There’s so much well-intentioned material out there about following your passions that it’s easy to get swept away in the rip tide of the lighter side of self-actualization. At the heart of the problem is overlooking the difference between passion and purpose.

As business coach Tom Wolf succinctly puts it in this short YouTube video, passions serve a similar purpose as indicator lights on the dashboard of a car. They tell you there’s something important going on under the hood but not exactly what that might be.

For example, you might be passionate about baking cakes or seeking outdoor adventure. Both are fascinating topics that you can pursue for a lifetime, but there are any number of reasons that might be fueling your passions.

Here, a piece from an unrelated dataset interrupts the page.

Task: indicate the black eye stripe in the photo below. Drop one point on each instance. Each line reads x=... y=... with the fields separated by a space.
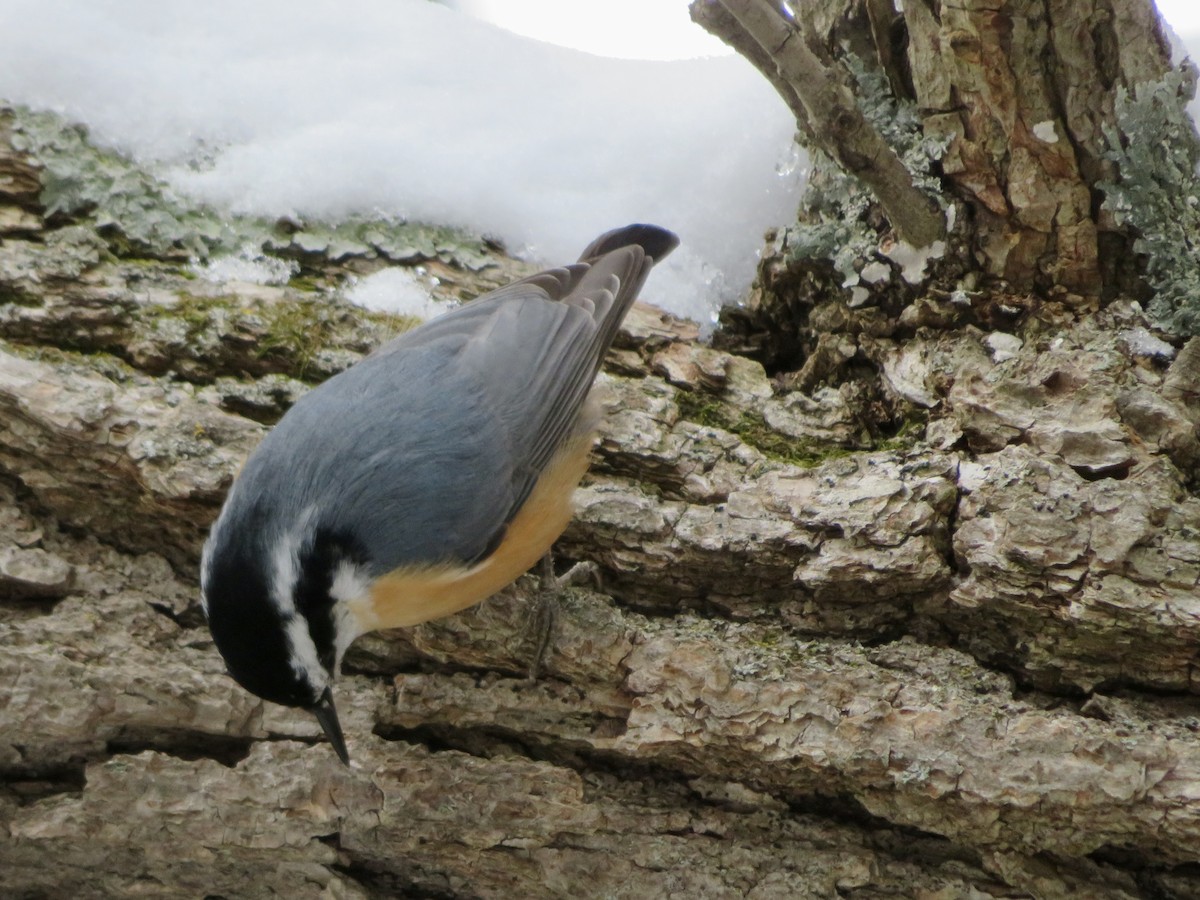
x=318 y=565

Those reasons may or may not have the staying power to keep you focused and motivated enough to build a business around them. We’ve all known people that tried to turn their passions into careers only to find themselves adrift once those passions fizzled out once they were doing it for a living every day.

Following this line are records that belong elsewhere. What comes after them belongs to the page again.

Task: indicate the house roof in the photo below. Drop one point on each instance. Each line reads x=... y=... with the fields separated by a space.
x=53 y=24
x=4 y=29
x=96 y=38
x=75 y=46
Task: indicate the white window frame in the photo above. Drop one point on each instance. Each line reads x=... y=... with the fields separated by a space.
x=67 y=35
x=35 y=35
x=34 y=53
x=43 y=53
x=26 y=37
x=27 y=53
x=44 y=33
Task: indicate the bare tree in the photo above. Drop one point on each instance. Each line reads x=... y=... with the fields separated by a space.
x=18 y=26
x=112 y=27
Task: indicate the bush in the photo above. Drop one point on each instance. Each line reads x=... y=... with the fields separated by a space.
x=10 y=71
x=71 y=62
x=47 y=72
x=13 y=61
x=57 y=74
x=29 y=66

A purpose is something much more specific than a blinking light on the dashboard. Your purpose address the underlying needs that fire your passions, and, unlike your passions, your most basic personal needs are there to stay once you’ve become a mature adult.

Whether it’s the sense of purpose that parents find in raising a child or Steve Martin’s purpose in The Jerk, your primary purposes aren’t going anywhere whether you know what they are or not. Discovering a purpose in business that addresses your fundamental needs is the key to fueling a solo business with the staying power to succeed.